Anti-capitalist ‘comedian’ Russell Brand has been named the world’s fourth most important thinker by readers of Prospect Magazine, beating Indian writer and activist Arundhati Roy, author of The God of Small Things and UK Philosopher John Gray in a list dominated by left wingers, the Telegraph reports.
Brand, who has appeared on Newsnight and Question Time, was said by the magazine to be “the spiritual leader of Britain’s disaffected anti-capitalist youth”, adding: “Dismissed by his opponents as a clownish opportunist, he is nevertheless the most charismatic figure on Britain’s populist left.”
In 2013 during an interview with Jeremy Paxman, millionaire Brand encouraged the British electorate not to vote and endorsed a system based on ‘massive redistribution of wealth’.
His views were rounded on from across the political spectrum, with people criticising his call for disenfranchising young voters when they are already suffering because of their apathy, particularly with the scramble for political parties to win the support of older people, who do vote.
In an interview for New Humanist magazine, film maker Adam Curtis questioned Brand’s thinking, asking: “Who benefits from that?
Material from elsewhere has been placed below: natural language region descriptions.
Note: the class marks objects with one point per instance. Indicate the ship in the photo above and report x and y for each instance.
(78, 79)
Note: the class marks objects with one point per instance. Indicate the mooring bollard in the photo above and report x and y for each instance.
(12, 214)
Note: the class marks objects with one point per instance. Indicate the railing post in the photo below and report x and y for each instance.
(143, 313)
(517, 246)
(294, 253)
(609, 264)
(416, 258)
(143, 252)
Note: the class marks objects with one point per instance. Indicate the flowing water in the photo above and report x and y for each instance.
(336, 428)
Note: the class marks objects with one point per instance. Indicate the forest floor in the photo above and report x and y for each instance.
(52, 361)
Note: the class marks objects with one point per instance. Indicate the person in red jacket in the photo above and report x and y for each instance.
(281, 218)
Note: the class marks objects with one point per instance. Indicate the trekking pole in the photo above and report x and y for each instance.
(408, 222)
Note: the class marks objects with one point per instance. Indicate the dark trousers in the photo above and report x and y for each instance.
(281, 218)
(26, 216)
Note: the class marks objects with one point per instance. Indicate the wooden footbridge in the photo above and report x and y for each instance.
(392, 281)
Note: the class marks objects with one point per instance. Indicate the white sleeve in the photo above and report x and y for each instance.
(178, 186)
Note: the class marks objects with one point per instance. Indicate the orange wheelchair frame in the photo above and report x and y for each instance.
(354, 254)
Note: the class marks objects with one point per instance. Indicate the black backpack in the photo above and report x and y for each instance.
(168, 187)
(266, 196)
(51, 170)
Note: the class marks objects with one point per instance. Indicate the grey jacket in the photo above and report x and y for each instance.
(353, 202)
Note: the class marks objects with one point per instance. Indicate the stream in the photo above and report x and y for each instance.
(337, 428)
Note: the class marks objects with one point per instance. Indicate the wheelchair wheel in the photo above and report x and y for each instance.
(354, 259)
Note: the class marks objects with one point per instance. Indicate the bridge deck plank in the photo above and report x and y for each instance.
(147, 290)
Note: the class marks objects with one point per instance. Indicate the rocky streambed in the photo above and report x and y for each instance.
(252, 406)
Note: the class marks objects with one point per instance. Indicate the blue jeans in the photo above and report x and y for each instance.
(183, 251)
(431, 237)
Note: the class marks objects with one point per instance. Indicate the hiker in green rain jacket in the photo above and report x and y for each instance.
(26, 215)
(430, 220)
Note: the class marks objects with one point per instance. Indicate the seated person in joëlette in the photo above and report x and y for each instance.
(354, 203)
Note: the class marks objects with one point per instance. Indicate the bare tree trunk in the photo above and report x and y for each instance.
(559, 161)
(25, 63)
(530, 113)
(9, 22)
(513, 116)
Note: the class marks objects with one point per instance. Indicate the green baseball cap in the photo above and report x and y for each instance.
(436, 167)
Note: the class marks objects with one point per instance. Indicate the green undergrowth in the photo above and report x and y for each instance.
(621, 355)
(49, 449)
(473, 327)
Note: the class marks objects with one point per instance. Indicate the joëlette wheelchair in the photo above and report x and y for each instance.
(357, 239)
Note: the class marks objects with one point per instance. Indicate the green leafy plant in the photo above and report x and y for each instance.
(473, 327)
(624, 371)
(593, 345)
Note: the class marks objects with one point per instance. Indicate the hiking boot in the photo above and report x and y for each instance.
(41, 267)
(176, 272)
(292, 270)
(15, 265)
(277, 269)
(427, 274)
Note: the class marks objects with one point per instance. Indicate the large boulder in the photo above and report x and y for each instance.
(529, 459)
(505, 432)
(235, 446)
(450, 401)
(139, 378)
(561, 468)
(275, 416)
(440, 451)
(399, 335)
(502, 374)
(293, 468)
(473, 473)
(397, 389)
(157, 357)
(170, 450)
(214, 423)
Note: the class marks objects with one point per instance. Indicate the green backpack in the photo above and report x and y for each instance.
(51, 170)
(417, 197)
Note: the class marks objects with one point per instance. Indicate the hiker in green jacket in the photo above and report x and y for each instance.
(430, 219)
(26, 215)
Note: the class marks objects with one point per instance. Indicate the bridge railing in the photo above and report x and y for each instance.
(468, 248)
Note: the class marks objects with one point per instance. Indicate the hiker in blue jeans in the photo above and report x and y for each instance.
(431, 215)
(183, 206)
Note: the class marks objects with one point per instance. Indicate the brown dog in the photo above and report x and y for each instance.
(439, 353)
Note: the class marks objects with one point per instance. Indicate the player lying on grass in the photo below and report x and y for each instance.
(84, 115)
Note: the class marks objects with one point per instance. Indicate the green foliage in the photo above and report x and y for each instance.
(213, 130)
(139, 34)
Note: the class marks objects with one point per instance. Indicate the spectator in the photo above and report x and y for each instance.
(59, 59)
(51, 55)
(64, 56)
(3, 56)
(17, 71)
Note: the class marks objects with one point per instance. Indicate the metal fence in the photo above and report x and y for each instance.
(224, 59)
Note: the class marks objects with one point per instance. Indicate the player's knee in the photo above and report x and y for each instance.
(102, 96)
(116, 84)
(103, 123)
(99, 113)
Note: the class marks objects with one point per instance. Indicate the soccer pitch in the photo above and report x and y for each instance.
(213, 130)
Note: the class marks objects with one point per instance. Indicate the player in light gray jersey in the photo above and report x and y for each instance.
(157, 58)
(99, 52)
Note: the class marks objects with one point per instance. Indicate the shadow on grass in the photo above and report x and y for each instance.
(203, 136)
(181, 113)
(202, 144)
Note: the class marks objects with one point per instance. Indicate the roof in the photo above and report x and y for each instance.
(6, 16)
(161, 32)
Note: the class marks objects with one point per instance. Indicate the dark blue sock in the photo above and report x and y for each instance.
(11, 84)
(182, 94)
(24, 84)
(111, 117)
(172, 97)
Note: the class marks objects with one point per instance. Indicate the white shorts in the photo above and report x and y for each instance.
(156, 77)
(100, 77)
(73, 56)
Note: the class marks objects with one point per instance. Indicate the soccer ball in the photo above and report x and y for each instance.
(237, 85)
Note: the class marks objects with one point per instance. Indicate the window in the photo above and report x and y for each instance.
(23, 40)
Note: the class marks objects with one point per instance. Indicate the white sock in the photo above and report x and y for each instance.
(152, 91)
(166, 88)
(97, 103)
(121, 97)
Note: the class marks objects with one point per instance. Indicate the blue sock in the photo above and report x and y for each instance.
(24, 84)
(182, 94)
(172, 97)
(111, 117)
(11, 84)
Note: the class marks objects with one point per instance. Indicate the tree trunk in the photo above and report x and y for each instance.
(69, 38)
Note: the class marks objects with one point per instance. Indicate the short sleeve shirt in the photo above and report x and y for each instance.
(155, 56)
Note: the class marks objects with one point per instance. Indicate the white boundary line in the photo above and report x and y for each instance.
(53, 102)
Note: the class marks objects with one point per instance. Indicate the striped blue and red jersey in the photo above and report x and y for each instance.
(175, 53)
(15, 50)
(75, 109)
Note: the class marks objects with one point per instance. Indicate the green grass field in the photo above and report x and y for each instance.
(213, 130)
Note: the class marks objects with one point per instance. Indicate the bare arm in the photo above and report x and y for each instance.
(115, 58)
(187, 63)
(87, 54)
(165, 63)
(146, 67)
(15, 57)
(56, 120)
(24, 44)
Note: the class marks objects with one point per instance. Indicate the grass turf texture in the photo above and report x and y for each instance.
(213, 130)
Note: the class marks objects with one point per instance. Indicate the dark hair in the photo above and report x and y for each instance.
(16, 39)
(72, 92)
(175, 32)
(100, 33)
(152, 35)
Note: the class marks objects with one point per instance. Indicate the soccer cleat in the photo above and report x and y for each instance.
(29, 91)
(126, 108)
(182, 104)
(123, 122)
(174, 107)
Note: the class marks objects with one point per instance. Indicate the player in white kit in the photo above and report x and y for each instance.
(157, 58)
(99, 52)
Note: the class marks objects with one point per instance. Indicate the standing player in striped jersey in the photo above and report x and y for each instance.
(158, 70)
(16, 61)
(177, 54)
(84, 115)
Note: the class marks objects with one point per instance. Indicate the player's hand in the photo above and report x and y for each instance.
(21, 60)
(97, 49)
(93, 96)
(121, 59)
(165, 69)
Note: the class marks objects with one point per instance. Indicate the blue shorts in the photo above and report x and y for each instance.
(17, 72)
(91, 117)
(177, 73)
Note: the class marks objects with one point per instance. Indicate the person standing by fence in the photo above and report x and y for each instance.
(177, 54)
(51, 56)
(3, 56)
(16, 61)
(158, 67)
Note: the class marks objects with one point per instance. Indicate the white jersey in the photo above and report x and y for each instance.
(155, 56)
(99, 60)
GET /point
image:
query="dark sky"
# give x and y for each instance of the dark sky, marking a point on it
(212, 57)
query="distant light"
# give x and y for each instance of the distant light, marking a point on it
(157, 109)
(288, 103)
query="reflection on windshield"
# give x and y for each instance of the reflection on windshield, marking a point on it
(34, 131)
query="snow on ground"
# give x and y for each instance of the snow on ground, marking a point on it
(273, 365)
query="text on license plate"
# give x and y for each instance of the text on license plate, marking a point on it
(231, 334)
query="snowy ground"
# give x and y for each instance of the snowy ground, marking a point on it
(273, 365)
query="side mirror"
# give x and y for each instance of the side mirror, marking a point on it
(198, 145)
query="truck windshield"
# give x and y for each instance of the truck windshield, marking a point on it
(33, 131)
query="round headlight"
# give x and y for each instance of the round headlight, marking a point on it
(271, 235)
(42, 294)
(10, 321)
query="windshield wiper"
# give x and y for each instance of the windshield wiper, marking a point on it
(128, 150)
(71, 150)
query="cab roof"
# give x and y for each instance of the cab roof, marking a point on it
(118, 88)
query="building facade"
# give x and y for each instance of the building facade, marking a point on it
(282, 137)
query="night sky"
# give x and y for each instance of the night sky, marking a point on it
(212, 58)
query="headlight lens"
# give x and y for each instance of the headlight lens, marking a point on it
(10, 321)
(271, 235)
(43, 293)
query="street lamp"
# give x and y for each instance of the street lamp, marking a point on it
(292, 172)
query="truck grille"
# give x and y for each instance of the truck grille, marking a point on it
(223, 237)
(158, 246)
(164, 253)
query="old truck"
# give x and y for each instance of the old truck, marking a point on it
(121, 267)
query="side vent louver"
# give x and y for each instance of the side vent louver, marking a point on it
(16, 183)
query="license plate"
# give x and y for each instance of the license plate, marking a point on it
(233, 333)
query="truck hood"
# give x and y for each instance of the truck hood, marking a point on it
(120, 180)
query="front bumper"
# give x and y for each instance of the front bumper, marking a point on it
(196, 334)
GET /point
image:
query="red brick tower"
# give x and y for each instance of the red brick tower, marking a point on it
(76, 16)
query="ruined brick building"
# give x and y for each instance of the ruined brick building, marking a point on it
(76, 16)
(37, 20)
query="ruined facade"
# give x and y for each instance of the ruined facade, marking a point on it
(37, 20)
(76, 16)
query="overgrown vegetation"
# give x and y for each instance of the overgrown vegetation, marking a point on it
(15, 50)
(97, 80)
The unelected powerful, because you’re emotionally and psychologically disempowering politicians. The only power politicians have is the collective confidence we have in them. The most radical thing is to recapture the idea you can change the world.”
Brand was also left embarrassed after participating in a protest against rents in East London where he was questioned by Channel 4 over the value of the house he rents and had to be rescued by a member of the protest to divert attention away from what the presenter called ‘him being part of the problem’.
He has also published a book called Revolution, which was slammed by John Lydon – aka Johnny Rotten of the Sex Pistols – in an interview with Polly Toynbee of the Guardian. He said that Brand’s suggestion that people should abstain from voting was “the most idiotic thing I’ve ever heard”.
In a November 2014 YouGov poll, involving a selection of celebrities, Brand was chosen as the one with the most negative influences on political debate (46%). The poll also found that 60% of poll participants disliked him and 28% liked him.
During a stunt outside the offices of RBS to complain about the company’s payment structure and employment incentives, Brand incurred the anger of a member of staff who said the bouffanted leftie was using “manipulative media bullshit” to attack capitalism when all door banging and catcalling really was “is that you don’t have an appointment.”
Topping the list was French economist Thomas Piketty whose book, Capital in the Twenty-First Century, claims that capitalism and the rate of return with respect to economic growth will only cause wealth inequality to increase in the future.
Prospect said it was “striking” that several of its top 10 ‘thinkers’ were “broadly speaking on the political left” including radical left winger Yanis Varoufakis, the Greek Finance Minister and former economic advisor of the country’s first socialist Prime Minister George Papandreou.
Prospect magazine’s full top 10 world thinkers:
1. Thomas Piketty, French economist.
2. Yanis Varoufakis, Greek finance minister.
3. Naomi Klein, US author.
4. Russell Brand, UK comedian and campaigner.
5. Paul Krugman, US economist.
6. Arundhati Roy, Indian writer and activist.
7. Jurgen Habermas, German philosopher.
8. Daniel Kahneman, US-Israeli psychologist.
9. John Gray, UK philosopher.
10. Atul Gawande, US surgeon and writer.